Nikhil Taneja, the founder of the youth media organization Yuvaa, has helped people connect during the unfolding catastrophe by hosting Twitter Spaces sessions with Neha Kirpal, a mental health professional.
Taneja says hosting these sessions has been an important way to help young people he saw posting on Twitter and Instagram about the grief they were dealing with. “There doesn’t seem to be any acknowledgment of grief in our country,” he says, pointing to the lack of apologies from Modi. “We are losing family and friends and loved ones. People’s lives are being reduced to statistics and numbers.”
It’s also hard for young people to reach out for help in a culture that finds mental health difficult to address.
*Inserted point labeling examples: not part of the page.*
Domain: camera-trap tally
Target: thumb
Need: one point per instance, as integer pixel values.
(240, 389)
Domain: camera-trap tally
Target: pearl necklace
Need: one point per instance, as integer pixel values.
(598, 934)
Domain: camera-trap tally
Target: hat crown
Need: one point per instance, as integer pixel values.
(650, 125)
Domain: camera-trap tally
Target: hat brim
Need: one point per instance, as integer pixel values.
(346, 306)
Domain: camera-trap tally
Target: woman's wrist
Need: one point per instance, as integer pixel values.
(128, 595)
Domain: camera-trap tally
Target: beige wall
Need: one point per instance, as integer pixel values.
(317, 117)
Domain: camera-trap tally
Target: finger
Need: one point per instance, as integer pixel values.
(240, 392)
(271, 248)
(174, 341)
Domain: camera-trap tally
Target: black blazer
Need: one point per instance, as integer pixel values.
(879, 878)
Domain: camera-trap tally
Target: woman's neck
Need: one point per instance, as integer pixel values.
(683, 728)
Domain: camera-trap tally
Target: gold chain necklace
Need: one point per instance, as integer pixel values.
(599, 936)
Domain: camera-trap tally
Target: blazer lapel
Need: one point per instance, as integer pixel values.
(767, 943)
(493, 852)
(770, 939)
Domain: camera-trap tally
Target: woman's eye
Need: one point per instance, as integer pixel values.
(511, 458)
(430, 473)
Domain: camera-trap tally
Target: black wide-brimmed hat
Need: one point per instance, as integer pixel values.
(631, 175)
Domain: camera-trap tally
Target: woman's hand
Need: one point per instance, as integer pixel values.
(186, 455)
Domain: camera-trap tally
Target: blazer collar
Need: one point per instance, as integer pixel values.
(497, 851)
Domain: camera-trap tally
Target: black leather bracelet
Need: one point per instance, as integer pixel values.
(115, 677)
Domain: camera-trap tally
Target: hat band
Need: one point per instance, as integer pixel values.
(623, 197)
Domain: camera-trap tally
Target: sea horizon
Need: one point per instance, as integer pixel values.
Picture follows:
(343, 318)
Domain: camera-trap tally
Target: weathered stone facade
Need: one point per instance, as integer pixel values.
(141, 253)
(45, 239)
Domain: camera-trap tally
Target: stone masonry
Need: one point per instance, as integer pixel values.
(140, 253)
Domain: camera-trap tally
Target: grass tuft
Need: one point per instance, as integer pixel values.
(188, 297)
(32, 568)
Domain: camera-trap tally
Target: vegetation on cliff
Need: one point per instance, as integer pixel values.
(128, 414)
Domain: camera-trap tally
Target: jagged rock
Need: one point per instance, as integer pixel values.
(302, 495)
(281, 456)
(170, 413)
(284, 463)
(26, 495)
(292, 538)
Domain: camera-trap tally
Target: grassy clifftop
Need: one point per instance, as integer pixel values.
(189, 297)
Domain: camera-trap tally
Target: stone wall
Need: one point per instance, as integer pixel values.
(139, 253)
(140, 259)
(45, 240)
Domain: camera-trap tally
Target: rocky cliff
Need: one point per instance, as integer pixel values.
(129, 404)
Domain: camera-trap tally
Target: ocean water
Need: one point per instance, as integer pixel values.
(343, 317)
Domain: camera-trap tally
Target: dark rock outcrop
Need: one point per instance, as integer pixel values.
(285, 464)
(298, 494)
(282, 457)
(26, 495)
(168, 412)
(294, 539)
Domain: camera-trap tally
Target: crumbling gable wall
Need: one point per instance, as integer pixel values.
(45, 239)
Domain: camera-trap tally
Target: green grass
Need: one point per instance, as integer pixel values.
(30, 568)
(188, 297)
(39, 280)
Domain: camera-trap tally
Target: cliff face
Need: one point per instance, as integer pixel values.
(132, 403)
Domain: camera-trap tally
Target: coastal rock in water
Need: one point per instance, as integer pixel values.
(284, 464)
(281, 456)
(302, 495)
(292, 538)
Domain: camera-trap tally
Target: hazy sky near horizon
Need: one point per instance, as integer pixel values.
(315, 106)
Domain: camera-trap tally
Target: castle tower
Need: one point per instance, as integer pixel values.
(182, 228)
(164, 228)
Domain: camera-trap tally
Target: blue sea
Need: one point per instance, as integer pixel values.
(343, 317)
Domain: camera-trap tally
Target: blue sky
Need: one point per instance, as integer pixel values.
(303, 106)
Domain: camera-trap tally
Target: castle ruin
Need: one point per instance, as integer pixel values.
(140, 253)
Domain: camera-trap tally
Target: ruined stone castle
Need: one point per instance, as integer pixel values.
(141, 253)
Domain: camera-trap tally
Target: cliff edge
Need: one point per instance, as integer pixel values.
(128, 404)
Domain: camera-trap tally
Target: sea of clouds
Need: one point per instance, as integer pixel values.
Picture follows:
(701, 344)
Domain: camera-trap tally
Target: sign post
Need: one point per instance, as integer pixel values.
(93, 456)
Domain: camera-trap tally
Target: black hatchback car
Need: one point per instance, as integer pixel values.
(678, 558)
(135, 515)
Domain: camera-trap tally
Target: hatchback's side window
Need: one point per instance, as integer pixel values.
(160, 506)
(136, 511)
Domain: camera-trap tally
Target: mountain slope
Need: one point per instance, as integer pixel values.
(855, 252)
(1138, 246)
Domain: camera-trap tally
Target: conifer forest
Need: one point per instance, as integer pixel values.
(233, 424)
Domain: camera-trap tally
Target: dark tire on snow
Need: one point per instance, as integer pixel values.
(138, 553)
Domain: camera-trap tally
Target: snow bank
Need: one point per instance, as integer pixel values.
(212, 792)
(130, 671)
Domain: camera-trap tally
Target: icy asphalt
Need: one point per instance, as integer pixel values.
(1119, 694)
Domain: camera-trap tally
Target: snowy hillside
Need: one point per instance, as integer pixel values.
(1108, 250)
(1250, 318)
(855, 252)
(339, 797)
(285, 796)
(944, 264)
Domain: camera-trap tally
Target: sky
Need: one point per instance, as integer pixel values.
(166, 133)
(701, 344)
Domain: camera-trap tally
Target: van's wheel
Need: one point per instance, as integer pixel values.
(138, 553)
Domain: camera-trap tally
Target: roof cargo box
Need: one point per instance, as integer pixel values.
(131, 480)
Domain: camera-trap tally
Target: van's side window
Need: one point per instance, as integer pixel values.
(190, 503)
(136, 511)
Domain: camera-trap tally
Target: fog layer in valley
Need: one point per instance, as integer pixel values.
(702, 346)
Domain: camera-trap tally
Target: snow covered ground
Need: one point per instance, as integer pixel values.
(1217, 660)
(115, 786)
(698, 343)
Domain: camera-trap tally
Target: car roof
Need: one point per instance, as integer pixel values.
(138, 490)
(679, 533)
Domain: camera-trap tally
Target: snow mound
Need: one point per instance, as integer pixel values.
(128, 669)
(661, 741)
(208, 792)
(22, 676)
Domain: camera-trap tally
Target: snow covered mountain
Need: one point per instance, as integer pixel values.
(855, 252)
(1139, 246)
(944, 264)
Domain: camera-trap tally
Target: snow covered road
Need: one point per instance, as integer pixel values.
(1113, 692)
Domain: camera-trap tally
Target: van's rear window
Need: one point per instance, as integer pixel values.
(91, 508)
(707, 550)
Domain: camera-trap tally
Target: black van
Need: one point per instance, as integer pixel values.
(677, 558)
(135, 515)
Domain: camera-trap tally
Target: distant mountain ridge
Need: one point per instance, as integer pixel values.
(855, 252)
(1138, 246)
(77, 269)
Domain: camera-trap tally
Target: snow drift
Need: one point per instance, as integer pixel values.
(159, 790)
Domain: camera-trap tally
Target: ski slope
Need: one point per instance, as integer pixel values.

As Taneja notes, the word “dukh” means both sadness and depression in Hindi: “There is a difference, yet our language doesn’t reflect that,” he says.
Mickles says the past year has seen funerary rituals changing all around the world. “This is universal,” she says. “The move is going online.” Often that can be as simple as holding a phone up at a cremation site so family both near and far can be part of the process via Zoom.
But Zooming a funeral, using Instagram to crowdsource available oxygen tanks, or even WhatsApping the family group chat all require a level of digital access and literacy that correlates with wealth in India.
“So many people can’t afford laptops,” says Taneja. “A lot of people can afford smartphones but are just not able to access the internet.” He acknowledges that his Twitter Spaces sessions are only available to those who are digitally literate and can afford to get online. Options for grieving safely have to be far broader in reach. “The solution lies offline as much as online,” he says.
Hotlines might be one solution. Lekshmi Premanand, a senior psychologist for the mental health organization Sukh-Dukh, says she is dealing with multiple people who are grieving, isolated, and depressed, often without internet access.
Premanand, based in the current covid hot spot of Kerala, has noticed a difference in the type of grief people are experiencing. “If economic loss and loss of opportunity were the result of the first wave, losing friends and family is the scary, glaring effect of the second wave,” she says.
She’s found that increasingly the people calling into the help line are younger and with less access to the internet, yet desperate for support. Similar resources might start popping up as covid hits more rural areas without infrastructure, she predicts: “Where there is a need, an alternative is going to emerge.” In this case, that means going back to the more basic technology of the telephone.
Grief over what’s happening in India isn’t constrained by the nation’s borders, says Mickles. Those in the Indian diaspora are going to struggle to come to terms with what is happening in their home country while reopenings continue where they live. “Covid is teaching us the truth of interdependence,” she says. “What happens in India is going to affect us in America eventually, and vice versa. We need to understand that we are socially interdependent with each other. Indian grief is our grief.”